What about using Atmospheric Infrared Sounders from the ground?
http://en.wikipedia.org/wiki/Atmospheric_Infrared_Sounder
Or Advanced Microwave Sounders from the ground?
http://en.wikipedia.org/wiki/Advanced_Microwave_Sounding_Unit
There must be some ground based methods for measuring air temperature accurately within a local volume of air.
Perhaps, before long, we’ll see the onset of an honest temperature record for the US. Is anyone doing similar research into stations in the UK?
What this and many other stories like it highlight is the absolute need to get the powers that be to sit down and agree the following:
1. Criteria for weather station siting.
2. Methods for monitoring any events which may compromise ongoing consistency or integrity of data gathering.
3. Cost-effective methods for carrying that monitoring out.
4. A moratorium on religious pronouncements on warming or cooling until the above three have been instigated and monitoring continued for a few decades…
Any chance of that folks?
“Rhys Jaggar (04:04:41) :
What this and many other stories like it highlight is the absolute need to get the powers that be to sit down and agree the following:
1. Criteria for weather station siting.
2. Methods for monitoring any events which may compromise ongoing consistency or integrity of data gathering.
3. Cost-effective methods for carrying that monitoring out.
4. A moratorium on religious pronouncements on warming or cooling until the above three have been instigated and monitoring continued for a few decades…
Any chance of that folks?”
No chance. The political beast is on a “crusade”, and, unless we find another “Guy Fawkes” type, will not be stopped. The Mesiah *is* in The White House after all.
The other issue is *most* people are unwilling to research and question “authority”. I, personally, have been doing that since the late 60’s. My main point being is that some people focus on getting fried chicken from the local takeaway, rather than really understanding what our elected politicians are doing and where food, actually, comes from. That’s why Obama got elected, that’s why *most* people support “saving the planet” via reducing C02 emissions. It’s all politics and emotion (Smoke and mirrors).

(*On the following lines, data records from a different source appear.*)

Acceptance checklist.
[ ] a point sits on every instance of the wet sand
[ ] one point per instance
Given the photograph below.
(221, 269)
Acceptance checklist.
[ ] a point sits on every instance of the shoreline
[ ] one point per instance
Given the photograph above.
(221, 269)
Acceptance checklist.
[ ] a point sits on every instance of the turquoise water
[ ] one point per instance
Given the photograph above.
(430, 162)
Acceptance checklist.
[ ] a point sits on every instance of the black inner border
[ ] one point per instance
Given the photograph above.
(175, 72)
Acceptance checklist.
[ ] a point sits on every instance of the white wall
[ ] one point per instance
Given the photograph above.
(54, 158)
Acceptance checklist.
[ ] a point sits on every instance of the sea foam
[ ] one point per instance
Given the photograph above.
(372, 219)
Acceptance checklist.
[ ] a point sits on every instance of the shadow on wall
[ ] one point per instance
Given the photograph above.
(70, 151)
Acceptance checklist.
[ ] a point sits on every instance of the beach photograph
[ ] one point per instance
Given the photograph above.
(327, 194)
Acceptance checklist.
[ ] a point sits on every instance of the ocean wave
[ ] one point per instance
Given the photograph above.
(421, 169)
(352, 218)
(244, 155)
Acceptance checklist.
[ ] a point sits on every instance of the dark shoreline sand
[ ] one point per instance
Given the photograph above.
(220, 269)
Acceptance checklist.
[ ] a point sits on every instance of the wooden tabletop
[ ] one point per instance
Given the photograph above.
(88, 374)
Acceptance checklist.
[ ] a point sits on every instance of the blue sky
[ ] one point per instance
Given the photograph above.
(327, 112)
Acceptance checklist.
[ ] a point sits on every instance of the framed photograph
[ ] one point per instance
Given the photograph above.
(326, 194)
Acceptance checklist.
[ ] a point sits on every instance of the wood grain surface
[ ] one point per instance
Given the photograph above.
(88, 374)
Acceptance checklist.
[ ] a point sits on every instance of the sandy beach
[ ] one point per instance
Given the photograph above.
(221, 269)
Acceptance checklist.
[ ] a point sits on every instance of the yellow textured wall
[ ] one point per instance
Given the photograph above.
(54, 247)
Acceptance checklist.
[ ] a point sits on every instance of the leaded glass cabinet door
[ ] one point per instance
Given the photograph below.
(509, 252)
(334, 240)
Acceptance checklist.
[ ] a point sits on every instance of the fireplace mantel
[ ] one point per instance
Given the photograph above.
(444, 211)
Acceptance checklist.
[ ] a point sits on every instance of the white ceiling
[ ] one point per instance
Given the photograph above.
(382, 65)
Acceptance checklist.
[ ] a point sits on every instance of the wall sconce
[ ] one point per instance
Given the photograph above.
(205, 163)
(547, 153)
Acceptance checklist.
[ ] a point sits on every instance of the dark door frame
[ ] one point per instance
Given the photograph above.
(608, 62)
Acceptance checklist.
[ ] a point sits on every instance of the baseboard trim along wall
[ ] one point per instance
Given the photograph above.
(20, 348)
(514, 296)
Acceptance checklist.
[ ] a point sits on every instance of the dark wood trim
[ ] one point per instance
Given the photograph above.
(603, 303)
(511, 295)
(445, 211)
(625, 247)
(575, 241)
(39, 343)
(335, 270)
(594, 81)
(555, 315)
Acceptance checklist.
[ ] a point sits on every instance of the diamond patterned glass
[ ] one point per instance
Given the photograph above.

Reported accuracy of the MMTS design is quoted as “+/- 0.3F ( random google search). If the MMTS circuitry is digital, it will be relatively immune to 1430kc, although the thermal sensor could suffer some inductive heating. The ERP at the distance from the antenna as indicated in the picture would not likely be enough to induce much heating, and would be much less than 1000w. Certainly, if you were to grab a 1000w rf radiator at a current node, you might be a tad surprised at the experience.
There is at least one paper that discusses the cover design in terms of its heating response to solar radiation (Hubbard, Lin & Walter-Shea): http://tinyurl.com/kndk4z
Phooey – that tinyurl link didn’t work, and I’m not getting one that does. If interested google “The Effectiveness of the ASOS, MMTS, Gill, and CRS Air Temperature Radiation Shields”.
E.M.Smith (22:12:05) :
I have noticed that the sky has a peculiar thin high haze / cloud to it. Mid day it looks like feint fog or thin cirrus at, I’d guess, 5,000 to 10,000 feet. Late in the afternoon / evening it gets a bit more like normal cumulus. Very odd in that we’ve typically had stark clear blue during summer in the past 30 years. Maybe that GCR thing… ?
I mentioned that earlier this spring. Kind of an opaque layer. I definitely remember clear skies, especially a day or two after a rain. Now it seems to stay cloudy for a day or two, then the opaque layer. Weather. Tornadoes are more interesting here in Kansas.